Die Höhenrainer Feuerwehr möchte eine Kinderfeuerwehr gründen. Interessenten dafür gibt es viele, wurde in der Jahresversammlung deutlich, in der auch der Vorstand neu gewählt wurde.
Höhenrain - 33 Einsätze haben die 59 aktiven Feuerwehrmitglieder im vergangenen Jahr geleistet, wie Kommandant Martin Punscher berichtete. Die sieben Frauen und 52 Männer waren bei neun, zum Teil sehr schweren Verkehrsunfällen, bei zehn technischen Hilfeleistungen, fünf Bränden, vier Einsätzen bei Brandmeldeanlagen, vier Verkehrsabsicherungen und einer Amtshilfe für Polizei und Rettungsdienst. Insgesamt waren sie 371,5 Stunden im Einsatz. Daneben wurde fleißig geübt. „Für die aktive Mannschaft, die Atemschutz- und die Jugendgruppe kamen durch Übungen, Lehrgänge und Ausbildungsveranstaltungen 3081 Übungs- und Ausbildungsstunden zusammen“, berichtete Punscher.
Ein besonders Lob erhielt die Jugendgruppe, die derzeit zwölf Mitglieder hat, sieben Mädchen und fünf Jungs. Sie leisteten in 29 Übungen 1135,5 Übungsstunden. Die Jugendgruppe legte im vergangenen Jahr die Bayerische und die Deutsche Jugendleistungsspange ab. Eine erfolgreiche Teilnahme am Jugendwettkampf der Feuerwehr im Landkreis Starnberg sowie am Wissenstest der bayerischen Jugendfeuerwehr rundeten die hervorragende Bilanz der Jugendgruppe ab.
Der Vereinsvorsitzende Stefan Eisgruber berichtete vom umfangreichen Vereinsleben der Feuerwehr Höhenrain. Es gab einen Tag der offenen Tür, der von der Bevölkerung sehr gut angenommen wurde, einen gemeinsamen Adventsmarkt der Höhenrainer Vereine und eine Christbaum-Sammelaktion aller Berger Jugendfeuerwehren.
Die Kinderfeuerwehr soll dafür sorgen, dass der Nachwuchs stark bleibt. Die Gründung ist für Februar geplant, aktuell sind noch zwei Plätze frei, teilt die Feuerwehr Höhenrain mit. Die dafür erforderliche Satzungsänderung wurde im Rahmen der Mitgliederversammlung einstimmig beschlossen.
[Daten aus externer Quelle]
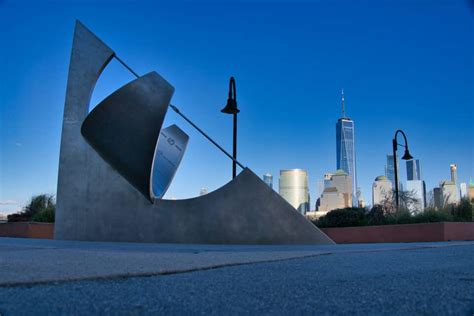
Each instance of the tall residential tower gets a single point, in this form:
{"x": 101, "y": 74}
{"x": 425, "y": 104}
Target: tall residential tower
{"x": 345, "y": 149}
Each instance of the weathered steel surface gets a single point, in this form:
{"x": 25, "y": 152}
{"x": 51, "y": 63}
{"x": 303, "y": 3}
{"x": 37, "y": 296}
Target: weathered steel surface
{"x": 169, "y": 152}
{"x": 89, "y": 57}
{"x": 125, "y": 126}
{"x": 96, "y": 203}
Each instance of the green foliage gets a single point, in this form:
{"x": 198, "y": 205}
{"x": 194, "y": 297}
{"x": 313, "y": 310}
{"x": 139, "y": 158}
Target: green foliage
{"x": 463, "y": 212}
{"x": 46, "y": 216}
{"x": 343, "y": 217}
{"x": 40, "y": 209}
{"x": 377, "y": 216}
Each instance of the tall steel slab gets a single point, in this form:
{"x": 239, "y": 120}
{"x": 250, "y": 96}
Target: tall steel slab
{"x": 96, "y": 203}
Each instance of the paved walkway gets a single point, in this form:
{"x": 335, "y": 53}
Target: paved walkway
{"x": 62, "y": 277}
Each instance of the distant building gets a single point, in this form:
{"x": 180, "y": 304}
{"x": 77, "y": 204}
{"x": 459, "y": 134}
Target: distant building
{"x": 390, "y": 171}
{"x": 268, "y": 179}
{"x": 438, "y": 198}
{"x": 345, "y": 148}
{"x": 338, "y": 194}
{"x": 454, "y": 173}
{"x": 454, "y": 178}
{"x": 470, "y": 193}
{"x": 320, "y": 187}
{"x": 417, "y": 187}
{"x": 331, "y": 199}
{"x": 449, "y": 193}
{"x": 413, "y": 170}
{"x": 294, "y": 188}
{"x": 382, "y": 190}
{"x": 463, "y": 190}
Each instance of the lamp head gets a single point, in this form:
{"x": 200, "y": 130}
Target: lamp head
{"x": 407, "y": 155}
{"x": 230, "y": 107}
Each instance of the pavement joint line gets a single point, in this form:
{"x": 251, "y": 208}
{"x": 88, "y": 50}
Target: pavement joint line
{"x": 152, "y": 274}
{"x": 119, "y": 276}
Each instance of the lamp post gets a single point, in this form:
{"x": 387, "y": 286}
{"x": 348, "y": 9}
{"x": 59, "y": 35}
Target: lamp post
{"x": 406, "y": 156}
{"x": 231, "y": 108}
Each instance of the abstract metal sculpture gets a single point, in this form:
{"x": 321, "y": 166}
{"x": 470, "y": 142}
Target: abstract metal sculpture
{"x": 117, "y": 159}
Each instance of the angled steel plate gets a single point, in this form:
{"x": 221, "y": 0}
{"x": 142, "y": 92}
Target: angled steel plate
{"x": 170, "y": 149}
{"x": 124, "y": 128}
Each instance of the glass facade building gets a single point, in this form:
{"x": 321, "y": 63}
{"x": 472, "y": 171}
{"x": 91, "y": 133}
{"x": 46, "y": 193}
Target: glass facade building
{"x": 390, "y": 171}
{"x": 294, "y": 188}
{"x": 345, "y": 151}
{"x": 413, "y": 170}
{"x": 268, "y": 179}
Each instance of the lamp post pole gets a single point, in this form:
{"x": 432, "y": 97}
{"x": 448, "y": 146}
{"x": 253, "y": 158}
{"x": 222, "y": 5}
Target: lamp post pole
{"x": 406, "y": 156}
{"x": 231, "y": 108}
{"x": 234, "y": 153}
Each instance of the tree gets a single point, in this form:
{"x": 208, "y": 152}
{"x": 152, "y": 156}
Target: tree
{"x": 41, "y": 208}
{"x": 407, "y": 201}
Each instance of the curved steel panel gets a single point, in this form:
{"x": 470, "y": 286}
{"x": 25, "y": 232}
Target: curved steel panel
{"x": 89, "y": 57}
{"x": 169, "y": 152}
{"x": 125, "y": 126}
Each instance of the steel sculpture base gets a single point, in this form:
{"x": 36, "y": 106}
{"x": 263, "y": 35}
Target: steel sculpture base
{"x": 96, "y": 203}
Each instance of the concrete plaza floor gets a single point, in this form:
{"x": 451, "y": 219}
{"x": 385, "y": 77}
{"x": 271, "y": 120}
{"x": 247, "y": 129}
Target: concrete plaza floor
{"x": 65, "y": 277}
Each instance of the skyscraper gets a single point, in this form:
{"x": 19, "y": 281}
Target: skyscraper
{"x": 454, "y": 178}
{"x": 463, "y": 190}
{"x": 454, "y": 173}
{"x": 381, "y": 191}
{"x": 345, "y": 148}
{"x": 294, "y": 188}
{"x": 413, "y": 169}
{"x": 390, "y": 170}
{"x": 417, "y": 187}
{"x": 268, "y": 179}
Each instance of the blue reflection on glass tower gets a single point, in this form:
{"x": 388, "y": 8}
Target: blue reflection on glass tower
{"x": 413, "y": 169}
{"x": 345, "y": 149}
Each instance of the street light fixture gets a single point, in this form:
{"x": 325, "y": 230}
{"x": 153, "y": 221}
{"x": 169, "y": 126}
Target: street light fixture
{"x": 406, "y": 156}
{"x": 231, "y": 108}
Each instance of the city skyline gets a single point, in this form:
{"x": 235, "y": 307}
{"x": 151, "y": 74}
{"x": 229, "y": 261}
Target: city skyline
{"x": 289, "y": 73}
{"x": 346, "y": 148}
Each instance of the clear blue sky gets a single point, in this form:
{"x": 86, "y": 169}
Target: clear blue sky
{"x": 402, "y": 64}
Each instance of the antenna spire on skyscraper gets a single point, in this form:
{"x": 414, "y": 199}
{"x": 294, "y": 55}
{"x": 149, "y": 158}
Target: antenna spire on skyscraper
{"x": 343, "y": 108}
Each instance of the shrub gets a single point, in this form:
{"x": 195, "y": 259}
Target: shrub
{"x": 377, "y": 216}
{"x": 343, "y": 217}
{"x": 41, "y": 208}
{"x": 463, "y": 211}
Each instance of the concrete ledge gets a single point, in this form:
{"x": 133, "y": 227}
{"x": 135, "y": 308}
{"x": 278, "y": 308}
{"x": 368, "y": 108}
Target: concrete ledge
{"x": 27, "y": 230}
{"x": 442, "y": 231}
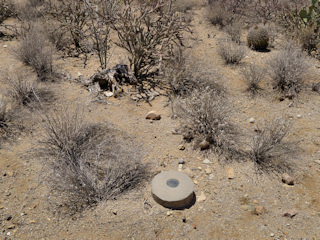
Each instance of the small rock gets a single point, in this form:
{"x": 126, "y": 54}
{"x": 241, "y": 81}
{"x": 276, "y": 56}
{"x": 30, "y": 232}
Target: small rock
{"x": 181, "y": 147}
{"x": 259, "y": 210}
{"x": 245, "y": 207}
{"x": 181, "y": 161}
{"x": 229, "y": 172}
{"x": 169, "y": 213}
{"x": 153, "y": 115}
{"x": 201, "y": 198}
{"x": 204, "y": 145}
{"x": 12, "y": 226}
{"x": 286, "y": 178}
{"x": 206, "y": 161}
{"x": 291, "y": 212}
{"x": 108, "y": 94}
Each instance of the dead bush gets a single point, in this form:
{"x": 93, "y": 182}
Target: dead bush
{"x": 287, "y": 69}
{"x": 182, "y": 74}
{"x": 147, "y": 34}
{"x": 234, "y": 30}
{"x": 267, "y": 148}
{"x": 205, "y": 114}
{"x": 253, "y": 74}
{"x": 36, "y": 51}
{"x": 25, "y": 92}
{"x": 88, "y": 162}
{"x": 231, "y": 52}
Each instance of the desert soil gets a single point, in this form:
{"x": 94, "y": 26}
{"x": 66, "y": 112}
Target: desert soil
{"x": 27, "y": 210}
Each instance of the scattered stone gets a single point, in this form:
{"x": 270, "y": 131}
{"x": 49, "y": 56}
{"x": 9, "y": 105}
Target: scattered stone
{"x": 201, "y": 198}
{"x": 286, "y": 178}
{"x": 184, "y": 219}
{"x": 255, "y": 201}
{"x": 11, "y": 226}
{"x": 153, "y": 115}
{"x": 204, "y": 145}
{"x": 181, "y": 161}
{"x": 206, "y": 161}
{"x": 181, "y": 147}
{"x": 229, "y": 172}
{"x": 291, "y": 212}
{"x": 245, "y": 207}
{"x": 108, "y": 93}
{"x": 169, "y": 213}
{"x": 259, "y": 210}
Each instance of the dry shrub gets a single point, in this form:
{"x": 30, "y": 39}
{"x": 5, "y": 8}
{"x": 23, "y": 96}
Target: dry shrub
{"x": 268, "y": 150}
{"x": 253, "y": 74}
{"x": 205, "y": 113}
{"x": 36, "y": 51}
{"x": 147, "y": 33}
{"x": 234, "y": 30}
{"x": 88, "y": 162}
{"x": 287, "y": 69}
{"x": 25, "y": 92}
{"x": 231, "y": 52}
{"x": 183, "y": 74}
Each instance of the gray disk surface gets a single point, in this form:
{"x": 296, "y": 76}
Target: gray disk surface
{"x": 172, "y": 189}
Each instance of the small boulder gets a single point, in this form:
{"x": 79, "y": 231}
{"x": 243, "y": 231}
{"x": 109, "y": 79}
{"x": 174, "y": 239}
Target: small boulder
{"x": 153, "y": 115}
{"x": 286, "y": 178}
{"x": 204, "y": 145}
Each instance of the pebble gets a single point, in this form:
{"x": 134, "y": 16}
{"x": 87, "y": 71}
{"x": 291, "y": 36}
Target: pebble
{"x": 204, "y": 145}
{"x": 201, "y": 198}
{"x": 206, "y": 161}
{"x": 245, "y": 207}
{"x": 181, "y": 161}
{"x": 229, "y": 172}
{"x": 291, "y": 212}
{"x": 259, "y": 210}
{"x": 286, "y": 178}
{"x": 153, "y": 115}
{"x": 181, "y": 147}
{"x": 251, "y": 120}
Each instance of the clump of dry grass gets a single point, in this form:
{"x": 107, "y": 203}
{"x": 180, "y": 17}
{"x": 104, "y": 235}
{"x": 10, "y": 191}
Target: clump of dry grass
{"x": 231, "y": 52}
{"x": 287, "y": 69}
{"x": 253, "y": 74}
{"x": 206, "y": 115}
{"x": 267, "y": 146}
{"x": 36, "y": 51}
{"x": 88, "y": 162}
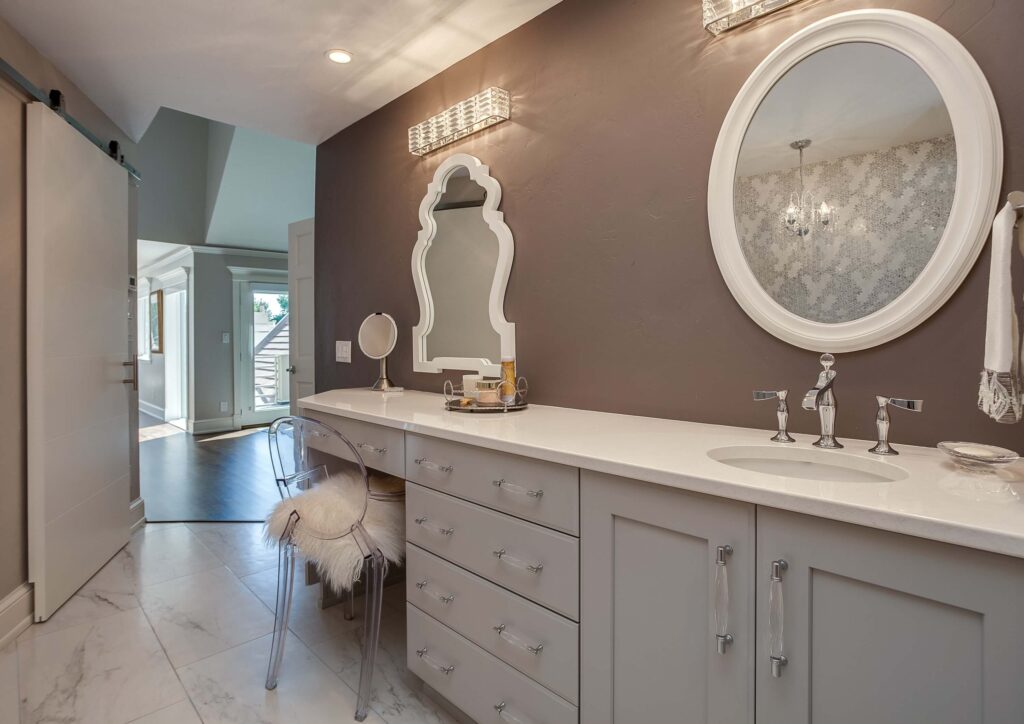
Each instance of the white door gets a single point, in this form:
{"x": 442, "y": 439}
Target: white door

Herausragend war auch die Arbeit der First-Responder-Gruppe, heißt es in einer Mitteilung der Feuerwehr. Die First-Responder-Gruppe leistete im Jahr 2023 insgesamt 348 Einsätze, die Bereitschaftszeit betrug 8593 Stunden. Damit war das First-Responder-Fahrzeug im Jahresverlauf zu 98 Prozent besetzt.
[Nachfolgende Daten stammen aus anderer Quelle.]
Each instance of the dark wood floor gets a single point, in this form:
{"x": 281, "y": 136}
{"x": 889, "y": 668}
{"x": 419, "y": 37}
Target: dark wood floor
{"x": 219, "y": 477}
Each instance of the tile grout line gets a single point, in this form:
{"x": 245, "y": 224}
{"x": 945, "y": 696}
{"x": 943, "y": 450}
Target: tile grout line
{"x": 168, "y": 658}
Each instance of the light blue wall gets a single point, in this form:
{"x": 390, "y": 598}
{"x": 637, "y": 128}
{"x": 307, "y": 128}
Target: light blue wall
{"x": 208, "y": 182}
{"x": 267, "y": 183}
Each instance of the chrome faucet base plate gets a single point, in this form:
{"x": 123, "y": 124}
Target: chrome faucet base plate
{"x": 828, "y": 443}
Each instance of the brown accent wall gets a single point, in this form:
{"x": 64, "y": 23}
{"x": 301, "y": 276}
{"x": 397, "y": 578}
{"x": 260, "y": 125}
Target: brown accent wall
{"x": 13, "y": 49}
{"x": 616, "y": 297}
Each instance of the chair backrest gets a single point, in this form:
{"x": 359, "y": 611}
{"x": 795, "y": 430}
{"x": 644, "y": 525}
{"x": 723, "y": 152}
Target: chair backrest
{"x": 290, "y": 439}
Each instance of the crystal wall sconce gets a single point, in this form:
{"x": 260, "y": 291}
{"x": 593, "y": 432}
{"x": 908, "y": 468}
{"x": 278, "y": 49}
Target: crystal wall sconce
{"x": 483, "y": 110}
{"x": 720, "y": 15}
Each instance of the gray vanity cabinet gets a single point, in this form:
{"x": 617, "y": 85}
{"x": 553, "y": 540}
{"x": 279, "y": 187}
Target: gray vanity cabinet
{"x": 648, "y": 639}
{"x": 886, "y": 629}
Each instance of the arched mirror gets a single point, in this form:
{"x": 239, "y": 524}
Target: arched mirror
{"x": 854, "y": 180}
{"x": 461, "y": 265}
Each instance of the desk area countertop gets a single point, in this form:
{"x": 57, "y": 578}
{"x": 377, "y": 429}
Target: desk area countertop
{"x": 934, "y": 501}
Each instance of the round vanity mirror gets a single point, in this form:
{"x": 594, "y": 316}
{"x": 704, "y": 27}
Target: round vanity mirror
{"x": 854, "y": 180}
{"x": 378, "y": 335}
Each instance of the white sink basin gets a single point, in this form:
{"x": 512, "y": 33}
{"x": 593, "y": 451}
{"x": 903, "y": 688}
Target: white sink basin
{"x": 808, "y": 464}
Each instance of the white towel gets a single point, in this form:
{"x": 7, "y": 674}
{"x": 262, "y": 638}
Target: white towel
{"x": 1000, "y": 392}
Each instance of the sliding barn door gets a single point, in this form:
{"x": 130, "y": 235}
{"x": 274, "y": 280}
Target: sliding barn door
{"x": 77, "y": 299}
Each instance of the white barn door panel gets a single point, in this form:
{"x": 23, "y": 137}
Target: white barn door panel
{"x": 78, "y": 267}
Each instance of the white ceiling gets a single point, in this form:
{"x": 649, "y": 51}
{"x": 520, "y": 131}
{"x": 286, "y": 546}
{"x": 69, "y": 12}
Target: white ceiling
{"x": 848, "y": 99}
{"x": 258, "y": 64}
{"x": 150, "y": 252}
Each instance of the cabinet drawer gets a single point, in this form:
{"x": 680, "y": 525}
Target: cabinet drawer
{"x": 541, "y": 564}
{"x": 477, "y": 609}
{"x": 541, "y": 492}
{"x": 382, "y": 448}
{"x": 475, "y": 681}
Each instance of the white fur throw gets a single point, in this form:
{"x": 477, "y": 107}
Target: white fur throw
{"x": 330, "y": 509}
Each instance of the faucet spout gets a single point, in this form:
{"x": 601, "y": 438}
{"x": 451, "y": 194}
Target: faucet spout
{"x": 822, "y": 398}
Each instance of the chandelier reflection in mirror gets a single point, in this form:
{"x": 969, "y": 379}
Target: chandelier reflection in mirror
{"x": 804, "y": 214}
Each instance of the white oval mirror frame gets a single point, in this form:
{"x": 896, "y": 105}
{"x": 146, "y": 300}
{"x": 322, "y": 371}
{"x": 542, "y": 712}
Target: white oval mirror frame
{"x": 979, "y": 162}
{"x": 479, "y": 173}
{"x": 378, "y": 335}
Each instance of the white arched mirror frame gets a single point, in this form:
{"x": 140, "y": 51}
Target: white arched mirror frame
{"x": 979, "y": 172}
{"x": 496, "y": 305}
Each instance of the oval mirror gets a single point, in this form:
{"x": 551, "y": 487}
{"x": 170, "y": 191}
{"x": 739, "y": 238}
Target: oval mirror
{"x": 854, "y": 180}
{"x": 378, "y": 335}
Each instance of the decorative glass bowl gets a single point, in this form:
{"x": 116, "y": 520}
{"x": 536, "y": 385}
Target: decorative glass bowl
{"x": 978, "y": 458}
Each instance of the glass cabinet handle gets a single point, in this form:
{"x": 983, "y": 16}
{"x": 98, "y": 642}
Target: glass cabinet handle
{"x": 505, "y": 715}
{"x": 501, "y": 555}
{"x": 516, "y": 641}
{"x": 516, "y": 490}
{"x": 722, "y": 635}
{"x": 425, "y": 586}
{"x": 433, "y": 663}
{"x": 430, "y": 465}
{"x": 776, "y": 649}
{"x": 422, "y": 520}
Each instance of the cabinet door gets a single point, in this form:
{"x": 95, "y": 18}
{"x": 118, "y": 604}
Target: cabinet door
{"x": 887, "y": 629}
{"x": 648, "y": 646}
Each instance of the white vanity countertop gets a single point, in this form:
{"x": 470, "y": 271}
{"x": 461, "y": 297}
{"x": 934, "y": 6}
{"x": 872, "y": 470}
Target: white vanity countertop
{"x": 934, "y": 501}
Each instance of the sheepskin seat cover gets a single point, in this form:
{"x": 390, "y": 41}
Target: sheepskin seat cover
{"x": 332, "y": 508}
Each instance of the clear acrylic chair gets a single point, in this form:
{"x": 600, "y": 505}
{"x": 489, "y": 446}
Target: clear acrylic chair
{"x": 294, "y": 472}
Bei der Vorstandswahl wurde Eisgruber als Vorsitzender bestätigt. Seine Stellvertreterin ist Bianca Kraus. Erster Schriftführer ist Richard Fink jun., zweiter Schriftführer Heinz Diehl. Zum Kassenwart wurde Maximilian Punscher gewählt, sein Stellvertreter ist Florian Zürnstein. Die Beisitzer des Vorstands sind Florian Holbein, Michael Meyr und Ludwig Punscher. Für 60-jährige Treue zur Feuerwehr wurde Johann Buchner sen. geehrt, für 50 Jahre Thomas Märkl.